By TraderVox.com
Tradervox (Dublin) – The loonie has dropped against the US dollar after concerns rose about economic growth in the country is slowing. The country’s exports to the US declined as oil exports dropped last month due to slowing economic recovery in the US, Canada’s largest exporter. The Canadian dollar dropped for the third day as Federal Reserve officials meet to discuss monetary policy where they are expected to extend the twist program.
Dean Popplewell who is the chief strategist at Oanda Corp indicated that the Fed is under pressure to do something proactive otherwise the market will lose risk appetite. At the start of trading today, the Canadian dollar had increased to C$1.0193 but was unable to move beyond the C$1.0200. This will create a triple bottom which has the potential to spur “short-term buying interest” for the US dollar against the loonie. George Davis suggests that this sets up the potential to test the C$1.0268. George Davis is the Chief Technical Analyst RBC Capital Markets in Toronto.

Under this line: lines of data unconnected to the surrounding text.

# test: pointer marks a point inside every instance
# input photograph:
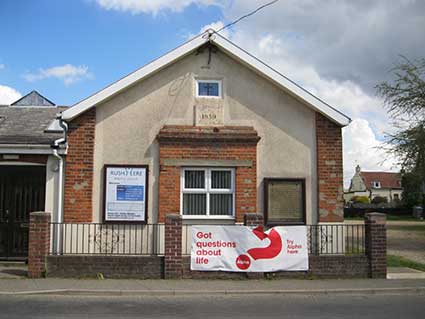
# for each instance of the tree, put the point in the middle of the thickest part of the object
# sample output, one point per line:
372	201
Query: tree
404	99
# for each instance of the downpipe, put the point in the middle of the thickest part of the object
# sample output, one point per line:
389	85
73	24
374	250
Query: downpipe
57	248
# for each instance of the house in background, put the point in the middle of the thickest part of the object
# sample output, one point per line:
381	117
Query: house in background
374	184
28	168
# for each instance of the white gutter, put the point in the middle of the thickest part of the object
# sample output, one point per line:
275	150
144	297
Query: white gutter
56	144
28	149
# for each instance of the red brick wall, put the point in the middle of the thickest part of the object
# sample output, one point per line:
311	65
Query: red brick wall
79	168
219	149
329	170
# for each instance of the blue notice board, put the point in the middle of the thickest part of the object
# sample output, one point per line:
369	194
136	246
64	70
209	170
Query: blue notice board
133	193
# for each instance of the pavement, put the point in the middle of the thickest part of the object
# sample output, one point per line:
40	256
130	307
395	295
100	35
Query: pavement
279	306
13	281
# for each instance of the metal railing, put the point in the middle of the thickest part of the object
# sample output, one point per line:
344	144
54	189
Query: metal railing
107	239
332	239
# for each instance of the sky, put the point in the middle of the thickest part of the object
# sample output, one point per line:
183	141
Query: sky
337	49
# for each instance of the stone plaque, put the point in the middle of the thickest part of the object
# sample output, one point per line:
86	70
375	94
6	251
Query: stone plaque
209	115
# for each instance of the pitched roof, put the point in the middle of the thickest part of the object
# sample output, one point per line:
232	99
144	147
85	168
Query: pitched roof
387	179
27	125
33	99
232	50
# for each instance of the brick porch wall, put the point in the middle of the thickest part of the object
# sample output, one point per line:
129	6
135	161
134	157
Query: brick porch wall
79	168
329	170
231	144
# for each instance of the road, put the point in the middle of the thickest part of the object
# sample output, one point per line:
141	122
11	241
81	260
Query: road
246	306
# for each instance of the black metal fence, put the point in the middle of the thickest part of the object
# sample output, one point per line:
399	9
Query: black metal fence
325	239
107	239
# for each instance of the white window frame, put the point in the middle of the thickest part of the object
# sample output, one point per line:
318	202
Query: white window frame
220	85
207	190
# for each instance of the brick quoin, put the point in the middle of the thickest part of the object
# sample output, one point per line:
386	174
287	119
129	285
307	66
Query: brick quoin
39	243
79	168
329	170
226	143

Concerns about Greece exiting the euro zone declined after pro-bailout party won the election; however, concerns about Spain and Italy have continued to dog the market. According to Jeremy Stretch of Imperial Bank of Commerce in London, there are a lot of Canadian data to be released this week which might cause a lot of uncertainty in the direction taken by the USD/CAD pair. There are economists who are predicting that Statistics Canada will provide reports showing a slowing economic growth in the country this week as they release wholesale and retail sales.
It is expected that wholesale sales data will show a decline from 0.4 percent in March to 0.2 percent in April. This has caused the Canadian dollar to decrease against the US dollar by 0.3 percent to CS$1.0243 at the close of business in Toronto.